I’d like to share this question, to reflect over a few days with a group of artists on what keeps us moving/dancing in this collapsing world.
As a starting point, every participant will prepare a one-minute solo that springs from their oldest memories of dance, and we’ll together attempt to bridge all the way to the world we are in today. To paraphrase Jean Genet, perhaps the only way to be political is to dig from the intimate. Fiat poesia!
Dancer and choreographer, Faustin Linyekula lives and works in Kisangani, North-East of the Democratic Republic of Congo, former Zaïre, former Belgian Congo, former independent state of Congo...
Following literature and theatre studies in Kisangani, he settles in Nairobi in 1993 and collaborates with Opiyo Okach and Afrah Tenambergen, co-founding in 1997 the first contemporary dance company in Kenya, the Gàara company.
Back in Congo in June 2001, he created in Kinshasa the Studios Kabako, a space dedicated to dance and visual theatre, providing training programmes, as well as supporting research and creation. Memory, forgetting, and the suppression of memory, - in his works, Faustin addresses the legacy of decades of war, terror, fear and the collapse of the economy for himself, his family and his friends.
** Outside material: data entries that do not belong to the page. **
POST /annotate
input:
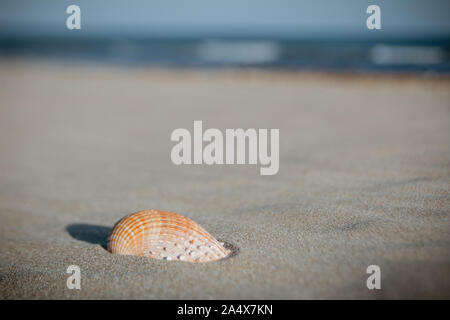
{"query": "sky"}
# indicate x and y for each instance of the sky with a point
(198, 18)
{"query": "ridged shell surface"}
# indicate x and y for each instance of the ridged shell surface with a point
(164, 235)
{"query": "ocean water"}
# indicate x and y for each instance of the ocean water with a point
(356, 56)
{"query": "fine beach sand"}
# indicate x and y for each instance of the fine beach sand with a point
(364, 179)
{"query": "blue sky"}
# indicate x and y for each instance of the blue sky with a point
(289, 18)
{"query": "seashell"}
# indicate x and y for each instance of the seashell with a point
(164, 235)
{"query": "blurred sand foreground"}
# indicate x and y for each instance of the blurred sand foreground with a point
(364, 179)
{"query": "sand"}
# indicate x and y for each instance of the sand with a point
(364, 179)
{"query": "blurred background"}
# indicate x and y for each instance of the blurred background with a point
(290, 34)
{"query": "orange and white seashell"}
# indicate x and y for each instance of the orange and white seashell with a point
(164, 235)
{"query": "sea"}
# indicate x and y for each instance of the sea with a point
(429, 56)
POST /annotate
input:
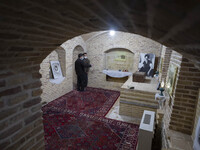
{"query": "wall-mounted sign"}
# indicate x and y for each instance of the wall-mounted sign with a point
(56, 69)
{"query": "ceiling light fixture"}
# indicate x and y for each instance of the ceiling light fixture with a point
(112, 32)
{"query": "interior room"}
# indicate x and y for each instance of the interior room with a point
(139, 91)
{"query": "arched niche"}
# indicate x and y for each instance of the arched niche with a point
(119, 59)
(77, 50)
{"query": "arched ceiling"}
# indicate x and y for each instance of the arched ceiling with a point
(33, 28)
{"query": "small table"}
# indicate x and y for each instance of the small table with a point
(138, 76)
(117, 74)
(160, 100)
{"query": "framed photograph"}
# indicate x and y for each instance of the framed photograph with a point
(171, 79)
(161, 65)
(146, 64)
(56, 69)
(196, 144)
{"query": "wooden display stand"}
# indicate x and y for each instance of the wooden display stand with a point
(139, 76)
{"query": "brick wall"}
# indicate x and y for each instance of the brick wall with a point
(21, 125)
(98, 45)
(64, 54)
(197, 115)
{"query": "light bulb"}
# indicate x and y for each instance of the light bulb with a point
(112, 32)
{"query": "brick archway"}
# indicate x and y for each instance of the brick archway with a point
(30, 30)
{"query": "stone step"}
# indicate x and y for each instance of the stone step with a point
(138, 103)
(138, 94)
(136, 98)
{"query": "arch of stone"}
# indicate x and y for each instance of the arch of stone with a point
(31, 30)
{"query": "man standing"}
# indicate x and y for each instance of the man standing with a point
(87, 64)
(80, 72)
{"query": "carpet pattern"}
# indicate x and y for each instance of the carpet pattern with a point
(76, 121)
(93, 101)
(88, 132)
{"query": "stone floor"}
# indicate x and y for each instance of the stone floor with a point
(177, 141)
(180, 141)
(114, 114)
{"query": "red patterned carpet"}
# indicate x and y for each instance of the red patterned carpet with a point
(72, 128)
(93, 101)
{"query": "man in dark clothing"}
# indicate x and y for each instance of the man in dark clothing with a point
(80, 72)
(87, 63)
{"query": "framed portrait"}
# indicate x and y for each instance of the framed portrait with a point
(56, 69)
(161, 64)
(171, 79)
(146, 64)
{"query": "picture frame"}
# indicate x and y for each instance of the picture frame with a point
(56, 69)
(171, 79)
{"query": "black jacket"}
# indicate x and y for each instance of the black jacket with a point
(80, 66)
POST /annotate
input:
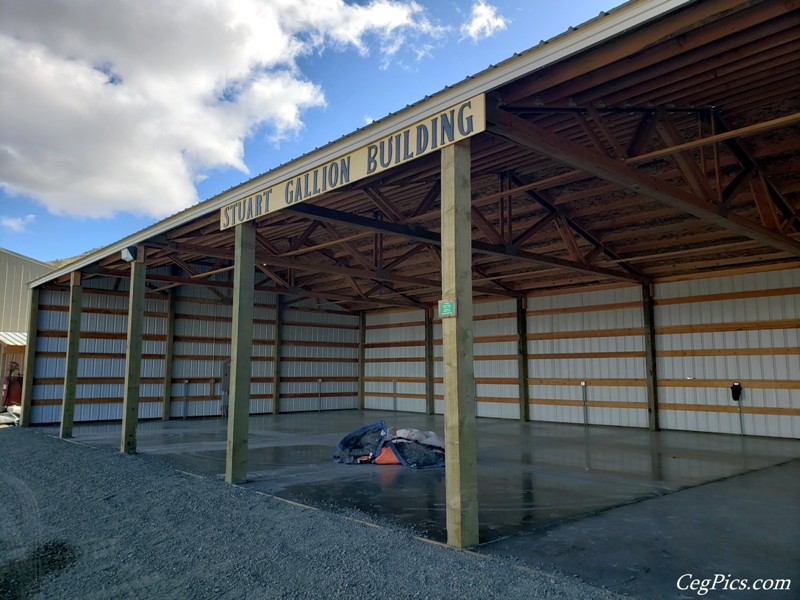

With the Studio, Faustin has presented ten pieces. Among its most recent creations, "more more more… future" (2009) that has been extensively touring in Europe, United States and Africa, "Pour en finir avec Bérénice" (2010), Faustin’s own private version of Jean Racine’s piece previously staged for the Comédie Française in Paris in Spring 09 and "Le Cargo", his first solo (2011).
Faustin is teaching in Africa, Europe (P.A.R.T.S. / Brussels, CNDC / Angers, ImPulsTanz / Vienna, Laban Centre / London…) and in the United States.
In December 2007, he received the Principal Award of the Prince Claus Fund for Culture and Development and is member of the Akademie der Künste der Welt in Cologne / Germany.
Since 2006, Studio Kabako’s activities have resettled in Kisangani, and have extended to other artistic fields, including music and cinema/video. The Studios Kabako are organising regular workshops and training sessions, as well as producing and touring works by young Congolese artists. With Vienna-based architect Bärbel Müller, Faustin is working on a series of three cultural centres around the city or how to “acunpuncture” Kisangani by generating circulation of ideas, men and women, creativity between these three decentralised spaces…
Groundbreaking works of the laboratory centre have been completed on a 4200-square-meter piece of land, a few kilometres from the city centre and the residency centre should open in 2015.